Rosemary is a delicious and potent herb, but that’s not it. It’s also a health superfood! Rosemary been shown to stop bacterial growth, increase bile flow, and relieve gas. As a result, your gut can stay health and strong all season long. On the other hand, parsnips are a root vegetable known for their high fiber content. Fiber is responsible for regulating digestion and keeping bowel movements optimal (which is especially important during travel). Parsnips are also high in Vitamin C, folate, and manganese- all of which are essential for healthy digestive and antioxidant function. Parsnips are also low-FODMAP so you can enjoy this dish even while you are keeping your diet top of mind.

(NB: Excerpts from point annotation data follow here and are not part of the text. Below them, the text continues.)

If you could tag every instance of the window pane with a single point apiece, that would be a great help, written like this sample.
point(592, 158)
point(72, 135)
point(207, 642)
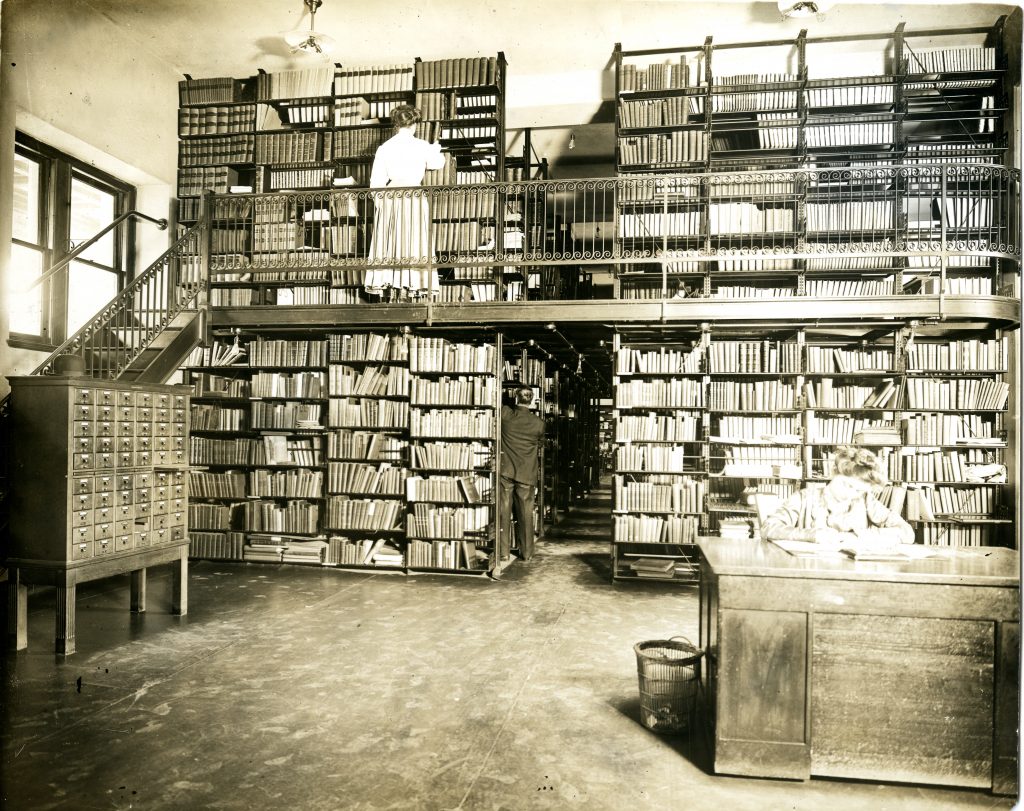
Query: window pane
point(27, 197)
point(26, 308)
point(89, 289)
point(91, 210)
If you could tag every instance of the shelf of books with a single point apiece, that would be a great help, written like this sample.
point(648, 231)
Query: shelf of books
point(358, 450)
point(306, 131)
point(702, 426)
point(256, 441)
point(660, 459)
point(454, 429)
point(836, 109)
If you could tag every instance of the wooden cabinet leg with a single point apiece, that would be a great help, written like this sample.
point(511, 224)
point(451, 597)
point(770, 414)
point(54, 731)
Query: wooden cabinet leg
point(65, 641)
point(17, 611)
point(179, 584)
point(138, 591)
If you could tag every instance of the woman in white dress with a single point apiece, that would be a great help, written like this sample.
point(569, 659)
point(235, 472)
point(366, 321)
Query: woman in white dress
point(401, 220)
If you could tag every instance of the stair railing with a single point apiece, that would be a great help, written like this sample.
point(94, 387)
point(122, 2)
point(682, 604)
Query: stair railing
point(130, 322)
point(79, 249)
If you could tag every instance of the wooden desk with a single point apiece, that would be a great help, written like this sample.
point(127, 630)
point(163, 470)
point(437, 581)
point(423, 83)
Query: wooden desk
point(881, 671)
point(67, 579)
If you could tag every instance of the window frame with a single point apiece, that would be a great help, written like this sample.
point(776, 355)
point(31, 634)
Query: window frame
point(56, 172)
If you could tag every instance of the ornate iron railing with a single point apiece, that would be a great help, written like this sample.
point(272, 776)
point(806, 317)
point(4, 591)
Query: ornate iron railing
point(132, 319)
point(928, 215)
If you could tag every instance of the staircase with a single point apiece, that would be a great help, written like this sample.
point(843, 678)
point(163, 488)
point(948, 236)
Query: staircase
point(142, 334)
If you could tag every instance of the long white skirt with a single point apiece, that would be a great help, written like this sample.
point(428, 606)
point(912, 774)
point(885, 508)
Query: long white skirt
point(401, 235)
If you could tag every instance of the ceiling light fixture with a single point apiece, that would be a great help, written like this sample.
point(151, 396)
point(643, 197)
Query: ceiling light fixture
point(310, 42)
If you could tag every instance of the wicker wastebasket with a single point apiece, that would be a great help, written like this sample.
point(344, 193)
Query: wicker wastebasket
point(669, 671)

This cauliflower stuffing is free of grains, dairy, and refined carbohydrates. Instead, it’s loaded with fiber and veggies, so say good-bye to the post-Thanksgiving insulin spike and energy crash. By opting for this veggie-filled cauliflower stuffing instead of a traditional bread-loaded stuffing, you can manage gut inflammation and stay on track to healing your body!
Traditional green bean casserole is infamously known for it’s cream of mushroom soup and fried French onion topping. Although arguably delicious, both of these ingredients are less than ideal for someone dealing with gut health issues. Luckily, by making your own fried French onions and cream of mushroom soup (as shown in the recipe), you can steer clear from the gut-wrenching affects of processed and packaged ingredients.

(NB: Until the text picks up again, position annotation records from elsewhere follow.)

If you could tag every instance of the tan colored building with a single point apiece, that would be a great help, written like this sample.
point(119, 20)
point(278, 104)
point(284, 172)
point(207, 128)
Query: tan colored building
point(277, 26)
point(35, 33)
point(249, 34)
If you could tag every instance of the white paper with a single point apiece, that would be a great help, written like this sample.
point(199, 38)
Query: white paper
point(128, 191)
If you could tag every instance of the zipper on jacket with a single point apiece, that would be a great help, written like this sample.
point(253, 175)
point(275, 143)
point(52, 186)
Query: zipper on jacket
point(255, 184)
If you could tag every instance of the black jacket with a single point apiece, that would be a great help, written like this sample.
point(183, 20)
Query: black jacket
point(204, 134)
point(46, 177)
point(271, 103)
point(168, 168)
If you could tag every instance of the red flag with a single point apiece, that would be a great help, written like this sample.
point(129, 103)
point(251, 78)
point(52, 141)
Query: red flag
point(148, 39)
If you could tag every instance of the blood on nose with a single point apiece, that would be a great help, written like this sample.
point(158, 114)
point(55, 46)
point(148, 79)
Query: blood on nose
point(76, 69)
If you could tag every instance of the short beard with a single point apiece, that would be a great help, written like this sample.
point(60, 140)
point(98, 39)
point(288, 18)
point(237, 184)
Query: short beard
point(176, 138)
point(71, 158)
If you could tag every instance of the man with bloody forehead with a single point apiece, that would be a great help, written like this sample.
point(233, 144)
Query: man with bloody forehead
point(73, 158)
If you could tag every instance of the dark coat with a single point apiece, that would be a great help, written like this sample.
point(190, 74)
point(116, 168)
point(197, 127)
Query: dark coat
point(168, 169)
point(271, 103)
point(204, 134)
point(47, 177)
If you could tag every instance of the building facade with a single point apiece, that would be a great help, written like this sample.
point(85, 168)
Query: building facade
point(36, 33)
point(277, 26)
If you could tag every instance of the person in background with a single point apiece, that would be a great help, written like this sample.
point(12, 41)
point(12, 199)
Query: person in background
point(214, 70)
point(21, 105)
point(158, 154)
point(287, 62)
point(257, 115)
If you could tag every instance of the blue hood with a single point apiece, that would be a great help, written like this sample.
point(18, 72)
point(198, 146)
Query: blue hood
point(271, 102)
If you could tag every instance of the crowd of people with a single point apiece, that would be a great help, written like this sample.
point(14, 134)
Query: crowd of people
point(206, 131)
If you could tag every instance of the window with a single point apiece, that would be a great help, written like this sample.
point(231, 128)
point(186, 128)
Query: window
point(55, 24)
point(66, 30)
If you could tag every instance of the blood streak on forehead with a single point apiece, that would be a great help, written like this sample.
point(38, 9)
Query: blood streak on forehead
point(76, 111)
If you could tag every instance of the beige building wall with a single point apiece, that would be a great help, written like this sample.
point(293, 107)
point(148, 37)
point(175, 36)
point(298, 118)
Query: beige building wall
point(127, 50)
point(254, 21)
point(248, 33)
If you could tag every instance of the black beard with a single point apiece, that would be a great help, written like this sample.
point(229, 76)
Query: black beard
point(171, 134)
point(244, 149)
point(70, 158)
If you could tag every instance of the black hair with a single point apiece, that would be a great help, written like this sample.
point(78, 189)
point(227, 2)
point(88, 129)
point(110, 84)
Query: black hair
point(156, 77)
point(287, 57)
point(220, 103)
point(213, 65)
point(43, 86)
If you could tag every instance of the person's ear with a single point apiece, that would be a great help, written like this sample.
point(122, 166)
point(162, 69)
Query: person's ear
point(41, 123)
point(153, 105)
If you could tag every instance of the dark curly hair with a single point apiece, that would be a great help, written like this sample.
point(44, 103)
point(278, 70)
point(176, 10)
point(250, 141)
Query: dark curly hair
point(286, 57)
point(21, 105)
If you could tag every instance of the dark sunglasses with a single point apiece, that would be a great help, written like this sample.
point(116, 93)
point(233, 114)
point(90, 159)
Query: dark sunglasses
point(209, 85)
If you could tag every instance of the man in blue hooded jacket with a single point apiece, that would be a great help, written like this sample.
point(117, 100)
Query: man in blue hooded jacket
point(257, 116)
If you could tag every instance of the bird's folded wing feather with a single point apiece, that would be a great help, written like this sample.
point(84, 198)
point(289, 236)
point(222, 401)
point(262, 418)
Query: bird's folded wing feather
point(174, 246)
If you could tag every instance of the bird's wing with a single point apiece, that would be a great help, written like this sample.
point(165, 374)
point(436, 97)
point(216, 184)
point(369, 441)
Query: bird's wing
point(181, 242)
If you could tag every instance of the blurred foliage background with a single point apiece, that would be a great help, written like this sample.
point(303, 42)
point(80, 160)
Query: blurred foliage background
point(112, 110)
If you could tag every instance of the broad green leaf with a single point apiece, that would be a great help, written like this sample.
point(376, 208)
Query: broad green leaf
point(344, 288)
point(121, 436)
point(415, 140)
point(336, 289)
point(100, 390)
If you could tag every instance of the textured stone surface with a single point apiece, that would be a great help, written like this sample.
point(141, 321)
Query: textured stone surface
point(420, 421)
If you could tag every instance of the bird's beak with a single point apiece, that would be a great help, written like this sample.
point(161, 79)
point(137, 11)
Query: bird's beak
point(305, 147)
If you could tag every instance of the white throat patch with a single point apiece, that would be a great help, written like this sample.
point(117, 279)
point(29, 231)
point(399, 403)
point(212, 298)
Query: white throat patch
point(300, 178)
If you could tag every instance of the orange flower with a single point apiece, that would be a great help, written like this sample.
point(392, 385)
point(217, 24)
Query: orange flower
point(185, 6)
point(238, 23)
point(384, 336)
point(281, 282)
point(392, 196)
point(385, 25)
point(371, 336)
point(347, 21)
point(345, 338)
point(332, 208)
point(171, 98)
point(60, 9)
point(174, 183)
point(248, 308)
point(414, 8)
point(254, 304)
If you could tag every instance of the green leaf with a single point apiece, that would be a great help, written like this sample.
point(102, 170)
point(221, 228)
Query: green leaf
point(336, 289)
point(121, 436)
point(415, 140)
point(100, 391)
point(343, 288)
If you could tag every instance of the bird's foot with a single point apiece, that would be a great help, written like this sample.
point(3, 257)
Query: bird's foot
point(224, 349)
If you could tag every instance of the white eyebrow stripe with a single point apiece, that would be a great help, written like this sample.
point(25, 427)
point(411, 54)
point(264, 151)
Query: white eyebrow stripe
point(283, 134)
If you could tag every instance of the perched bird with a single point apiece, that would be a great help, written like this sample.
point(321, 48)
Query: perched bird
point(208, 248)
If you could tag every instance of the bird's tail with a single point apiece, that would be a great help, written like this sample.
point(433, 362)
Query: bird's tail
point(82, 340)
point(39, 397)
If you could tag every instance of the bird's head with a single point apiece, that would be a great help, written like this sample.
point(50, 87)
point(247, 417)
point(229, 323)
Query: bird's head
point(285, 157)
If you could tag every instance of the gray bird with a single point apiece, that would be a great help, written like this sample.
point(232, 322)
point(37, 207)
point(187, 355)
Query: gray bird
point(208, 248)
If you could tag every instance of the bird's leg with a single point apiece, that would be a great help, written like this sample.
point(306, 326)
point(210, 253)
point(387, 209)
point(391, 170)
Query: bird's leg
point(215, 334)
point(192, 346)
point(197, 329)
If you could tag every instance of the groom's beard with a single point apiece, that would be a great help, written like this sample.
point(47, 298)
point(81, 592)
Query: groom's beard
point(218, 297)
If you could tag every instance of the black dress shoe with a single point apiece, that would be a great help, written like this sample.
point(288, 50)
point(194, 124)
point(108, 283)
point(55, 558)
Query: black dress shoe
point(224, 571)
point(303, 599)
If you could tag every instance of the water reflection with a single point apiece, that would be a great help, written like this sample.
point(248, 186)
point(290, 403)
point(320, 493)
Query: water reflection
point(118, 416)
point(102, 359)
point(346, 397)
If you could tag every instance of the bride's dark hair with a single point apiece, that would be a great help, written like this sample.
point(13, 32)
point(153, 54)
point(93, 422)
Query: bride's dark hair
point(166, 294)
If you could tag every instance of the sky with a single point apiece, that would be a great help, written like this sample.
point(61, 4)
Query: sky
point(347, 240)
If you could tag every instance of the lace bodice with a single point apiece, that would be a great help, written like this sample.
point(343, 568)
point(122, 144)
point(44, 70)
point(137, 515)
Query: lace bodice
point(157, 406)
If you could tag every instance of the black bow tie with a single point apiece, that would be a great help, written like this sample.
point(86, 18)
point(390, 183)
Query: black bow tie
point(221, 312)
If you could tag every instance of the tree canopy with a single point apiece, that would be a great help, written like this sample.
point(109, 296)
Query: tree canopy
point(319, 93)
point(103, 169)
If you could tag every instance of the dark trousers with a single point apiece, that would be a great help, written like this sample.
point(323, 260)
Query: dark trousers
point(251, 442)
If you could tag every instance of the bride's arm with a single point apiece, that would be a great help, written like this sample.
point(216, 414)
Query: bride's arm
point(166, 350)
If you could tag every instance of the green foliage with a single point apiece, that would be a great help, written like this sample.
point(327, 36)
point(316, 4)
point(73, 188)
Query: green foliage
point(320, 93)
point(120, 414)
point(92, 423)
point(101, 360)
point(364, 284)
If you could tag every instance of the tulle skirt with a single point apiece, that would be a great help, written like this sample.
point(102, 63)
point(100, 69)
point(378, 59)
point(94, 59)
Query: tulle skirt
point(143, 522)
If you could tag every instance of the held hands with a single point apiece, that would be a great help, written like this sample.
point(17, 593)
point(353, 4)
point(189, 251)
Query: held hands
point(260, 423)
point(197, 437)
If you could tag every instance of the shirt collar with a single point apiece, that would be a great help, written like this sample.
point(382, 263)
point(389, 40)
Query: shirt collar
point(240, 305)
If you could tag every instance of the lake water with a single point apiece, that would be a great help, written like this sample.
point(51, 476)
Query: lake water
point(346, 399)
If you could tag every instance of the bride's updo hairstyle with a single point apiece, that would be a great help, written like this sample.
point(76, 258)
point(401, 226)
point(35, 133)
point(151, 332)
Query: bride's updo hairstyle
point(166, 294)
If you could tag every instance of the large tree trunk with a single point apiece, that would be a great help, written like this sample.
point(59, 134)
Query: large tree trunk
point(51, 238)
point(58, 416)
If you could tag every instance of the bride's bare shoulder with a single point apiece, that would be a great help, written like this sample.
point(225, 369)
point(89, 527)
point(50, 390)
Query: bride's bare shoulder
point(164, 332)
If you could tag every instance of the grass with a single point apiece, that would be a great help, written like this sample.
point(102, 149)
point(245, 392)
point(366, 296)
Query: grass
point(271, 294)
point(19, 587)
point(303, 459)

Let’s be real: pumpkin pie is the best part of Thanksgiving dinner. Not only is it deliciously sweet and soft, but it’s packed with nutrients. Yep, that’s right! Despite being a low-calorie food, pumpkin contains very high amounts of Vitamin A and C. But, that’s not all! Pumpkin provides fiber, beta-carotene, potassium, and zinc. All of these vitamins and minerals are essential for immune function, gut health, and blood sugar regulation.

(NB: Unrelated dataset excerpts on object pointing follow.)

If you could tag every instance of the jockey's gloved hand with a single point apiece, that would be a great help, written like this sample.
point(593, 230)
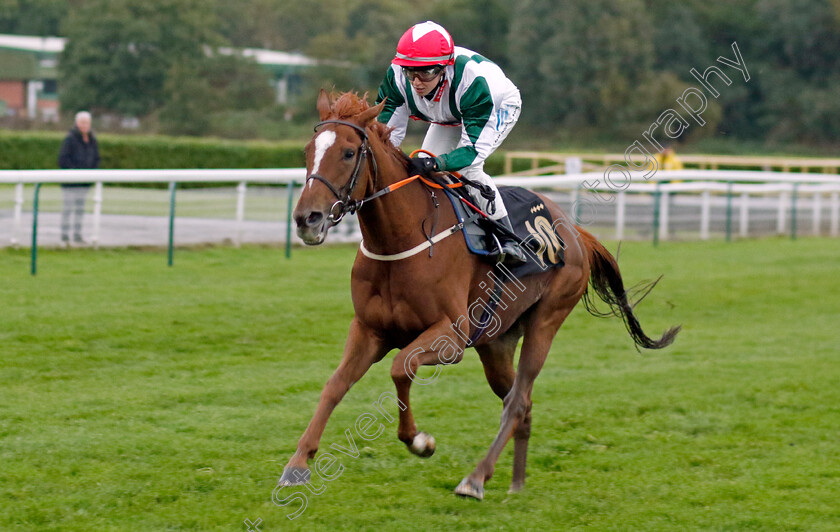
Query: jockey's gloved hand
point(422, 166)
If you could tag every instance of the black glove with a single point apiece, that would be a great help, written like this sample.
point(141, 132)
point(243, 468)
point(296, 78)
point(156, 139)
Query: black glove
point(422, 166)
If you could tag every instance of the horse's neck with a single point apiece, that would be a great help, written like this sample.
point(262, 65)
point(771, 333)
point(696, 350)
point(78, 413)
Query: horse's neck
point(394, 222)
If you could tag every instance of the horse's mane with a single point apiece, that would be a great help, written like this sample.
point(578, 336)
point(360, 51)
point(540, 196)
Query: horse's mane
point(349, 104)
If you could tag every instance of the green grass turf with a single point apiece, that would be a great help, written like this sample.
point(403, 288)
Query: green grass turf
point(141, 397)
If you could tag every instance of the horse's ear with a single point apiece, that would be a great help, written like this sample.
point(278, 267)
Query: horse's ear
point(366, 116)
point(324, 104)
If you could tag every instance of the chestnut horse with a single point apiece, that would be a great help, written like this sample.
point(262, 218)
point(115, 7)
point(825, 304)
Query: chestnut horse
point(419, 302)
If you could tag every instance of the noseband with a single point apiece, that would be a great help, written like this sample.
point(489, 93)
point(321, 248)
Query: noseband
point(344, 203)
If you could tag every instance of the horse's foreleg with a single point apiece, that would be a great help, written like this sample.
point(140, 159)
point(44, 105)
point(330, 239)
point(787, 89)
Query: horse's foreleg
point(437, 345)
point(363, 348)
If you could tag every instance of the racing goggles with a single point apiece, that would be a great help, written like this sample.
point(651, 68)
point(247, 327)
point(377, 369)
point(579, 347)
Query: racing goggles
point(424, 74)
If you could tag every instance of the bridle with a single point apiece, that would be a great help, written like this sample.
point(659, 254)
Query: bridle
point(344, 202)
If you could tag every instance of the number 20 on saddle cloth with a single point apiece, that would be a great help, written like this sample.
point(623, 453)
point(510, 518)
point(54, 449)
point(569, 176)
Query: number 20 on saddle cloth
point(532, 223)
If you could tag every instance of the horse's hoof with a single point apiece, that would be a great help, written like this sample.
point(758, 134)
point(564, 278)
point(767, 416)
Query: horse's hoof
point(423, 445)
point(295, 476)
point(468, 488)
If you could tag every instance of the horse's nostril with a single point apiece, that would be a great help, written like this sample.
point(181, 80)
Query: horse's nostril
point(314, 218)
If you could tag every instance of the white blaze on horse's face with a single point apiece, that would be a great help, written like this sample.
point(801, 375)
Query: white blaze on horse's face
point(323, 142)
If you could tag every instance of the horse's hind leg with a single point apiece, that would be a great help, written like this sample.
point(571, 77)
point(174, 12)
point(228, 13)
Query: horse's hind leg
point(516, 415)
point(435, 346)
point(497, 359)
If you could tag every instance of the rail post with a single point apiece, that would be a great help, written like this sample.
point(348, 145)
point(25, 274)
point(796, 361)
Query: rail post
point(240, 210)
point(97, 212)
point(18, 213)
point(291, 189)
point(729, 211)
point(171, 249)
point(656, 195)
point(793, 199)
point(34, 266)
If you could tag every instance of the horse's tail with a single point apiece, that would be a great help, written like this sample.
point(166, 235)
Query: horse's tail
point(605, 279)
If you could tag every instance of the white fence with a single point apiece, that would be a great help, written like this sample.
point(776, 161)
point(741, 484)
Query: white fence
point(671, 204)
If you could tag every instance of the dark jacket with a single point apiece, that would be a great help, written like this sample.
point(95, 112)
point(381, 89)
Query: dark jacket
point(76, 153)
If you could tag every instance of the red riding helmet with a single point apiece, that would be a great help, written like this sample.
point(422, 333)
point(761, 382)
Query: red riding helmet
point(425, 44)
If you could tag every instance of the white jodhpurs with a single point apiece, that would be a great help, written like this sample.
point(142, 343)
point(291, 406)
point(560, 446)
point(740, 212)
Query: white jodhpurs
point(442, 139)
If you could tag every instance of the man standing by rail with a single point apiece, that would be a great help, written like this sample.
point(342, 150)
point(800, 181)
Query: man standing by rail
point(78, 151)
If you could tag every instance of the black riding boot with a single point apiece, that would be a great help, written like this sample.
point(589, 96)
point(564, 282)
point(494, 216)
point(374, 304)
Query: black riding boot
point(510, 246)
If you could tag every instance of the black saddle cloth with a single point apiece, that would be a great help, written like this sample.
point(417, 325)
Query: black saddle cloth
point(532, 223)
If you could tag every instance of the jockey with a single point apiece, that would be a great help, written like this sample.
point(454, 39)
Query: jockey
point(471, 107)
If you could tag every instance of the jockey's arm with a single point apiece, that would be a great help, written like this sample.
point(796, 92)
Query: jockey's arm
point(476, 113)
point(395, 112)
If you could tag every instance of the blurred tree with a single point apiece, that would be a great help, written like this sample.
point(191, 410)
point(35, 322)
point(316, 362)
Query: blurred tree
point(32, 17)
point(799, 84)
point(119, 52)
point(480, 25)
point(196, 90)
point(582, 63)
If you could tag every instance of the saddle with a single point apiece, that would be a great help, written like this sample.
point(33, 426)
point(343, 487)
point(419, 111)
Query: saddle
point(532, 223)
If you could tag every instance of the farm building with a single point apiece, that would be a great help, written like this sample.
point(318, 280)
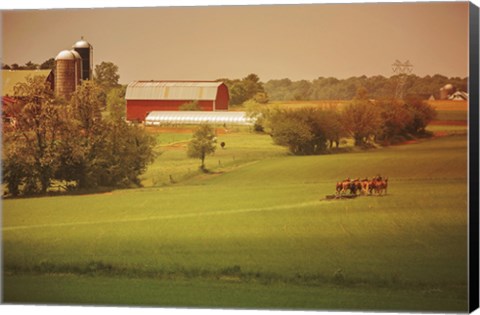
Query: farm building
point(459, 96)
point(144, 97)
point(172, 118)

Thanksgiving just isn’t the same without apple pie and pecan pie, so why not combine the two? This Maple Pecan Apple Crisp substitutes refined sugar with pure maple syrup. Surprisingly, maple syrup is packed with antioxidants, ranks low on the Glycemic Index, and helps reduce inflammation in the body. Plus, it’s filled with Vitamin C-rich apples- but, be sure to buy organic apples!
Thanksgiving doesn’t have to end with stomach aches and late-afternoon naps. Just as food doesn’t have to harm our health and gut bugs. This year, I’m making the decision to eat nutritious and delicious dishes, while still enjoying the flavors of the season. Will you join me?